Today is our sixth wedding anniversary. I checked the “official” book of anniversary gifts and found that “electrons” are the appropriate gift for number six. Therefore, I am turning over the blog (for today) to my lovely wife who will waste no time at all in availing herself of the opportunity to publicly eviscerate me. Enjoy!
My family are all fisherman and have had a long tradition of teaching each generation to fish. The older generations used bait and tackle – the easy way to fish. The young ones fly fish – the more difficult way to fish. My uncle was the first fly fisherman of the family. He taught my aunt to fly fish and my aunt taught my brother and me to fly fish. In keeping with tradition, I thought it was time for me to teach someone in my family. I figured it couldn’t be that hard. I caught on fast myself. For my first pupil, I chose Shouts, my indoor only, Star Wars loving, extremely logical, computer geek of a husband. This should have been my first clue that not everyone can be a teacher no matter what the subject.
Once I convinced Shouts that fly fishing would be a blast and I assured him there would be plenty of sun screen for his pale skin, I set out to plan our trip. I decided the Unicorn River would be fruitful. (Not the river’s real name. -Ed.) The Unicorn can be tricky and the wading can be dangerous but Shouts has always told me he’s as nimble as a billy goat. I packed snacks, gear and I bought fishing licenses. Being that is was steelhead season I also purchased salmon and steelhead tags at an additional cost. This should have been clue number two.

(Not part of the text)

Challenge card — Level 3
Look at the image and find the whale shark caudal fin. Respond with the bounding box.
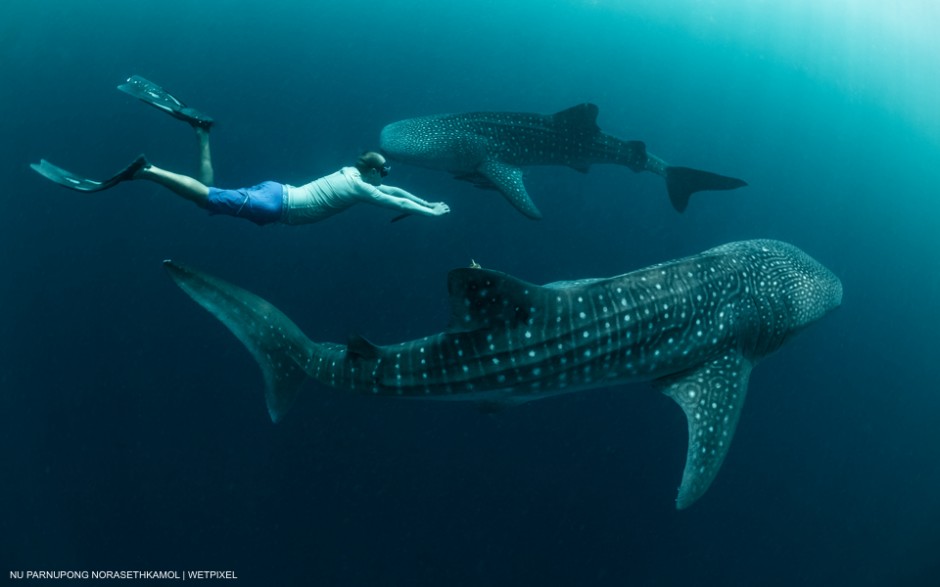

We arrived at the river. It was beautiful! We came to an area that I thought would be a good start. The river pooled nicely, with a riffle above and below. There was a steep trail down to the bank of the river but this was something I was very comfortable with however, I was a little worried about Shouts. So worried in fact that I decided to go first, carry ALL the gear down and have Shouts follow my trail. I guided him all the way down warning him of loose rocks and stumps. Before I knew it, I was down. Down with one knee bent behind me, one leg in front and sliding fast towards the bank. Thankfully I was stopped by a stump. Shouts came flying down the hill towards me to see if I was okay. I was a bit hurt, but more humiliated. I decided that it would be best for Shouts to start out with a bait and tackle. At this point I was in no shape to discuss the intricacies of fly fishing. I let my humiliation sink in and waded in the cold water up to my aching swollen knee. Not a good start to our trip.

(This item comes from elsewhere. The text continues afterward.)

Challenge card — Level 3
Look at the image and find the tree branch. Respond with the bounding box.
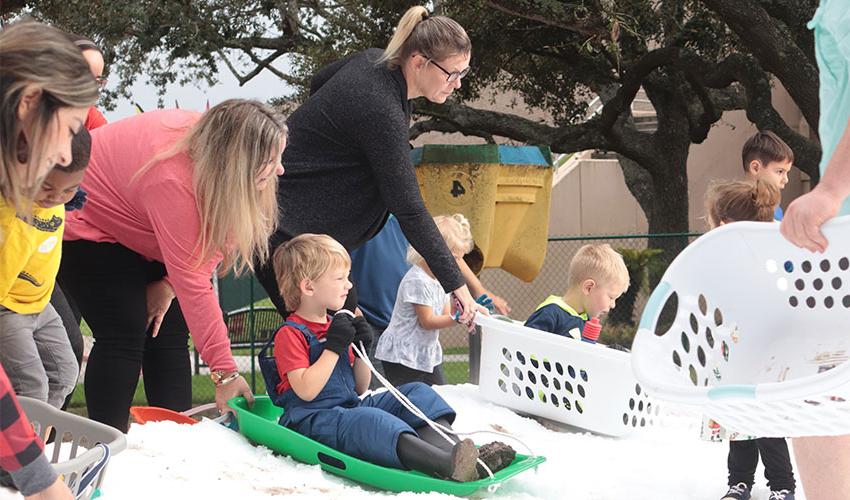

After an unsuccessful hour, I decide we should move elsewhere. About two miles down the road we spotted a great site to check out. Very private with a small deep pool ending in a riffle leading to a huge rapid. This was it. I could hear the fish calling. This is where our teaching would begin.
Being that Shouts is a very logical person, I used the most logical and visual descriptions and presentations I could come up with to teach him to fly fish.
However, I am not a logical person. By the time I was done demonstrating Shouts looked more confused then ever. By now I should have thrown in the towel and headed home but I ignored my instincts and decided he just needed to give it a shot and I would try guiding him from there. I handed him my favorite fly rod. He slowly got the gist of it and at some point stopped listening to me. He waded into the water up to his ankles. I stressed with urgency the danger of the Unicorn’s extremely slippery rocks. Did I mention he stopped listening to me???? Farther and farther he went. He was about 150 yards above that very powerful rapid. Not a place you should even attempt fishing but again, he was not listening to me. He was up to his knees. Then his hips. At this point I had to yell at him to get him to hear me over the roar of the rapids. The water was lapping his stomach; his fly line was wrapped around the reel. I was getting very nervous, shouting instructions to him and begging him to come back to the shore. Before I knew it, he slipped. Up to this chin. His eyes were huge orbs. I screamed at him that he better not let go of my rod. He was getting closer to the rapids. Now I was crying. He was scrambling to get a foot hold. I knew he was a goner and so was my rod. Suddenly his billy goat senses kicked in and he found ground. Shouts slowly dragged himself out of the water with me screaming at him the whole time. He was safe… my rod was safe. All was well, almost. Shouts was drenched. He peeled off his shorts and shirt. His wallet survived but was soaking; his cell phone was completely water logged and forever unusable and his expensive fishing license and tags LOST to the rapids.
This was our FIRST and last fishing trip. Some people were born to teach and others are not. If I can ever convince Shouts to fish again, I’ll leave it to my aunt to teach him.
Not only did I fail to teach him the art of fly fishing, I failed to teach him what poison oak looked like. That hill I slipped all the way down………. yep, it was loaded with poison oak. I fell…. I hurt my self…. almost lost my husband AND my favorite fly rod… I came home with the worst case of poison oak I have ever had!
For the record, at no point before, during or after the fall did Mrs. Abyss point out said poison oak to me. I guess it was every fisherman for himself. Luckily I turned out to be resistant to the noxious weed.
Also, my discreet spouse failed to mention that our spot was so secluded, I completely stripped naked and had a gay old time by the river while my clothes took their sweet time to dry. For the first time in my life I felt free! Ugh. -Ed.